The first step is I talk about the core issue. It's an acronym, COACH, okay? So CEO stands for core issue.
I don't talk about the activity, I talk about the principle that they didn't follow. So the activity might be that they got lost, but I'm gonna talk to them about how you stay on track as a principle.
Second thing is if I know what the principle is, I wanna go to A, part of coach, which is actual story. I'm gonna share with them a time where I was working on a project, and I got a little sidetracked, and I got way off track, and then my boss brought me back and explained to me the same principle, and now I don't make that mistake.
The CH stands for change, and that's where I try to enroll them into the change. So I'll ask them, based on what I just share with you, what did you take away? What are you gonna do different going forward? And they give me the answer.
Now, I know you're probably thinking this feels slow, but I'm telling you, this long-term is 100 times more fast because you don't create a bottleneck. And the reason why you have bottlenecks in your business is because they're at the top, which is you.
And the first employee, you're gonna teach them how to lead other people. So if you don't use the transformational leadership strategy, you will become the bottleneck, which leads us directly to the 10th and final step, which is to create more millionaires.
If you follow the steps in this video, you'll become a millionaire. But do you know what's more fun than making millions for yourself? Making other millionaires.
I was once working with a private client and one of the exercises I got him to do is create a vision and a vision board for how he's going to create his multi-billion dollar vision for his life. And he sat down and he created his vision board.
And when he came back and he showed it to me, I asked him, where are all the other millionaires? And he's like, what do you mean? He essentially designed this future world where he had all this stuff, proof that he was successful and there was nobody else there. There was no pictures of groups of people.
There was no teams. There was no nothing.
It was supercars and jets and yachts.

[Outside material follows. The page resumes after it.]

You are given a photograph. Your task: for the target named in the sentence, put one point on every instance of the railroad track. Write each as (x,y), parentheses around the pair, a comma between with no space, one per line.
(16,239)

And I said, okay, let's take a step back.
If you want to go fast, you go. But if you wanna go far, you need to go with other people.
See, your personal income will never exceed the amount of value you create for other people around you. It's just how the world works.
If you wanna make more money, you gotta become more valuable. A lot of people think this only applies to your clients, but it's to your team too.
If you wanna go beyond making a million dollars and make 10, 20, 30, even 100 million,

you need to create more millionaires along the way.